Di sana, anak-anak diajarkan cara melakukan berbagai pekerjaan layaknya orang
dewasa, lengkap dengan kostum dan fasilitas yang mendekati betulan. Nggak cuman itu, usai
bekerja, setiap anak bakalan
dapat ‘gaji’ berupa mata uang mainan yang bisa didapatkan melalui ATM dan
dibelanjakan di area bermain tersebut. Canggih.
Intinya,
selain diperkenalkan pada dunia kerja dan beragam profesi, anak-anak
diperkenalkan pada realita kehidupan yang bakal mereka
temui di dunia nyata – mungkin belasan taon dari sekarang. Bekerja demi
mendapatkan uang. Berpeluh dan menguras tenaga demi lembar-lembar rupiah yang
seringnya
cuman ‘numpang lewat’ di rekening (sampai ahli keuangan Safir Senduk menawarkan
solusi atas masalah ini via SMS, yang tentunya nggak gratis
juga, hahaha!). Kalo
mencari uang itu ternyata
nggak gampang. Kalo
hidup tidaklah sesederhana dunia kecil yang mereka miliki.
“Dumbfounded,” itulah komentar yang
muncul di commenting system blog
teman saya. “Anak kecil udah diajarin kapitalisme. Bodoh.”
Ya.
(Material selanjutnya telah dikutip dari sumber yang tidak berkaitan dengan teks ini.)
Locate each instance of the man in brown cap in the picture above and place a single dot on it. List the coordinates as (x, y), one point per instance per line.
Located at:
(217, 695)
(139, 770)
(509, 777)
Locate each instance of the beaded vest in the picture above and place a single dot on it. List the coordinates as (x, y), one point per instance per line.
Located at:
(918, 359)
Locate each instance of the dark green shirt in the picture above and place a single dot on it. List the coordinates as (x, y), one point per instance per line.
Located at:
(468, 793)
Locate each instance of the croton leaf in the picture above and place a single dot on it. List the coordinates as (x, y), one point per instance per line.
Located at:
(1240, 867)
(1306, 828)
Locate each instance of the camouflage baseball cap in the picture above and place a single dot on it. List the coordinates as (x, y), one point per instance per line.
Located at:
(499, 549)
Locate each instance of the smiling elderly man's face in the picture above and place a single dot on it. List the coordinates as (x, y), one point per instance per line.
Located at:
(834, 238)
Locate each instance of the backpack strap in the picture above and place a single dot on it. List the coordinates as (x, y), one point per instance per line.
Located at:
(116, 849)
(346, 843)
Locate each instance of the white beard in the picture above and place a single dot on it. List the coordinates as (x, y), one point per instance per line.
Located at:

Di
wahana super-luas dan megah itu, anak-anak kecil belajar sebagian realita hidup.
Bahwa mereka harus siap berhadapan dengan monster kapitalisme di dunia nyata.
Bahwa keuntungan berupa materi adalah sesuatu yang lumrah buat dikejar
sekuat tenaga.
Beberapa
minggu sebelum saya menuliskan artikel ini, seorang sahabat --yang udah jadi
pengkhotbah penuh waktu selama belasan taon-- menceritakan
pengalamannya. Ia didatangi seorang ‘broker’
rohani yang menawarkan ‘cara cepat jadi populer’.
Broker itu
menawarkan diri
buat ‘membukakan pintu-pintu pelayanan’ bagi sahabat saya – nggak tanggung-tanggung
bos, ke seluruh penjuru Indonesia. Koneksi mantap, kerahasiaan terjaga.
“Mau
pelayanan tiap hari juga bisa, dan untuk jadi terkenal sama sekali nggak sulit,” sahabat
saya menirukan ucapan Broker.
Itu saja?
Ya enggak lah. Ada timbal baliknya. Broker tersebut meminta ‘kompensasi’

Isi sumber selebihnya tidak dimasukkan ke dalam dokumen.